Aulia kembali menderaikan lara, nestapa yang selama ini dirasakannya mencuat ke permukaan dan kembali berdarah. Sangat sakit, perih dan rasanya seakan mau mati.


"Kembalilah, Tante. Semua sudah menunggu Tante untuk sembuh. Tak peduli seindah apa imajinasi Tante, kebahagiaan di dunia nyata takkan pernah ada tandingannya."


Sepasang mata tua itu beralih menatap ke arah Pedro.


"Saya akan selalu membantu Tante untuk meluapkan rasa sakit itu, tapi anak-anak yang menantikan kehadiran Tante, akan membasuh semua duka itu. Ayo, kita kembali. Mulai membuka mata dan melihat kenyataan yang ada. Ayo, Tante."


Pedro bentangkan sebelah tangannya, mengajak Aulia untuk keluar dari dunia imajinasinya. Ragu-ragu wanita itu meraih uluran tangan Pedro.


"Sudah saatnya, Tante kembali pada mereka."


Gerald langsung mendekat dan mendekap tubuh Aulia saat Pedro memberikan kode padanya.


"Ke mana saja kamu Aulia? Bagaimana mungkin kamu meninggalkan kami tanpa seizinku?" tanya Gerald seraya mendekap tubuh tua itu


"Arsy Gerald. Arsy pergi."


"Tapi masih ada kami, Ma," Ardan raih tangan Aulia yang berada di atas dada Gerald.


Seketika kepala itu menoleh, menatap Ardan dan kali ini tatapan matanya berbeda. Dua alis mata itu mengerut dalam, seperti perlahan-lahan kesadarannya mulai berdatangan.


"Ardan?"


"Saya, Ma."


Aulia kembali menangis, satu tangannya meraih pipi Ardan dan mengelusnya lembut.


"Arfi juga masih milik Mama. Tak adil bukan jika hanya Arsy yang Mama sayangi?"


Mendengar itu Aulia menangis sambil tertawa. Bersamaan dua tubuh kekar anaknya memeluk tubuh sang ibunda. Banyak rasa yang ingin mereka salurkan. Rasa rindu dan rasa sesal yang paling kentara dirasakan.


Sejatinya, perasaan yang tercurah akan terasa nyata karena dia langsung menyentuh pada inti. Tanpa kata, perasaan bisa mengerti disayangi karena perlakuan dari hati akan lebih dimengerti.


Sebuah mobil sport biru memasuki perkarangan rumah Erlangga dengan tergesa. Decit suara ban mobil terdengar saat dia menginjak pedal rem secara paksa.


Tubuh tinggi itu langsung berlari tergesa melewati anak tangga.


"Bagaimana bisa kalian melewati pesta tanpa aku?" tanyanya seraya menarik napas ngos-ngosan.


Pelukan Aulia terlepas, dia tatapi tubuh dengan baju kaus itu berjalan mendekatinya dengan senyuman.

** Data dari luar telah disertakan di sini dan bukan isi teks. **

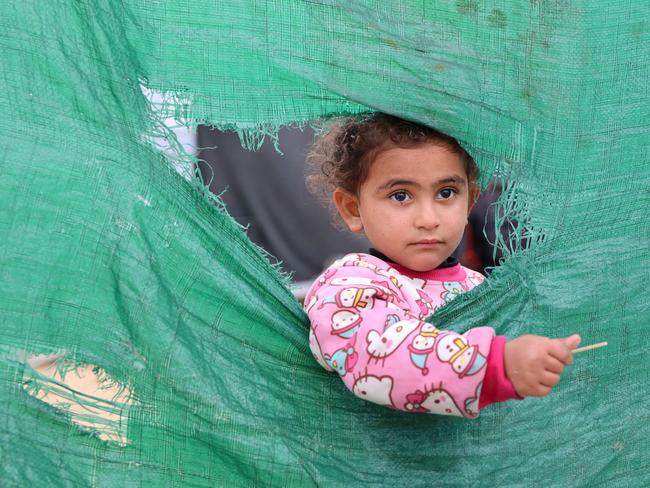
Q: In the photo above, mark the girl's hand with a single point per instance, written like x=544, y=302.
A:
x=534, y=364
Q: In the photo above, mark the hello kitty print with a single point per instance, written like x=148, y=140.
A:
x=367, y=325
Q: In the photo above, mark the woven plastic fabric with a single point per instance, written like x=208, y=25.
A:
x=110, y=259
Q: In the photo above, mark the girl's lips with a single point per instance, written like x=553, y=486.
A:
x=427, y=242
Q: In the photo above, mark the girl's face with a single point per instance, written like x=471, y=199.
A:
x=413, y=206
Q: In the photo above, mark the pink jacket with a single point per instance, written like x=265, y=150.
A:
x=367, y=324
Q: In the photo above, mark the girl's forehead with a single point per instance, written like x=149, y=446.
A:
x=429, y=163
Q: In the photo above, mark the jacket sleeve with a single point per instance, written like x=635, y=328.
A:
x=365, y=329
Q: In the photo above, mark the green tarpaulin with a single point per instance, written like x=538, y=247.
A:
x=109, y=258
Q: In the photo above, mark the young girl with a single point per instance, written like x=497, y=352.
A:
x=409, y=189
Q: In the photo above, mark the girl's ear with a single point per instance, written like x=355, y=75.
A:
x=347, y=205
x=474, y=193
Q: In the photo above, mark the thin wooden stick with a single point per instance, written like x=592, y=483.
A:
x=589, y=348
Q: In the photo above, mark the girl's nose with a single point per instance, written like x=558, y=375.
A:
x=427, y=217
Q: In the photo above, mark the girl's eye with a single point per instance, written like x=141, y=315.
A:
x=400, y=196
x=447, y=193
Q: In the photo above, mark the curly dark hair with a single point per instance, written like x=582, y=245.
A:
x=341, y=157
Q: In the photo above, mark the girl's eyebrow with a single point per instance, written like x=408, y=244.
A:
x=457, y=179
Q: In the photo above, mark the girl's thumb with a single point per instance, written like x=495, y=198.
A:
x=572, y=342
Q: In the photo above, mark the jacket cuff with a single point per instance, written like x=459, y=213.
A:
x=496, y=385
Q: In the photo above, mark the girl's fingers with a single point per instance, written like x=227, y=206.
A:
x=553, y=365
x=559, y=350
x=549, y=379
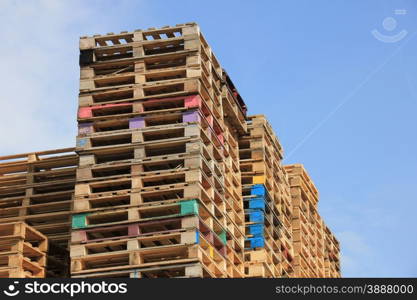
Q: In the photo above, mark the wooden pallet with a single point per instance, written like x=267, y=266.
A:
x=154, y=241
x=131, y=259
x=193, y=270
x=120, y=124
x=151, y=91
x=169, y=163
x=149, y=136
x=14, y=260
x=19, y=231
x=149, y=70
x=19, y=273
x=151, y=181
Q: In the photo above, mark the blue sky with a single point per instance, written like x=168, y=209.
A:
x=342, y=102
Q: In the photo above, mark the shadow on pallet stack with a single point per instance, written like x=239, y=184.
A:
x=22, y=251
x=315, y=247
x=38, y=188
x=268, y=207
x=158, y=190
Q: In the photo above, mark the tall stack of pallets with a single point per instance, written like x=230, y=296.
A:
x=38, y=188
x=22, y=251
x=267, y=202
x=158, y=183
x=331, y=255
x=315, y=248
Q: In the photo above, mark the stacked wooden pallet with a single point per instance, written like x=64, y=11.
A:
x=37, y=188
x=266, y=196
x=331, y=255
x=158, y=190
x=22, y=251
x=315, y=248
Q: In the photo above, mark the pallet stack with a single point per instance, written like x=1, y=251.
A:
x=331, y=255
x=267, y=202
x=158, y=190
x=38, y=188
x=22, y=251
x=315, y=248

"Ma, Arfan pulang. Apa Mama juga akan pulang bersama kami?"


Aulia sempat terdiam, dia tatapi wajah si kembar secara bergantian. Melihat ekspresi Aulia membuat Ardan dan Arfan saling pandang.


Detik selanjutnya mereka berdua sama-sama tertawa dan merangkul bahu.


"Kami sudah berbaikan, Ma. Lihatkan, banyak hal yang Mama lewati tanpa memperhatikan kami," kata Ardan dan Aulia menggeleng.


Tangisannya kembali mengerang, kini ada kesadaran yang mulai melawan imajinasi di dalam pikirannya. Perlahan, kesadaran mulai kembali menguasi pikiran wanita tua itu.


"Ayo, kembali, Ma. Kami semua menunggu Mama."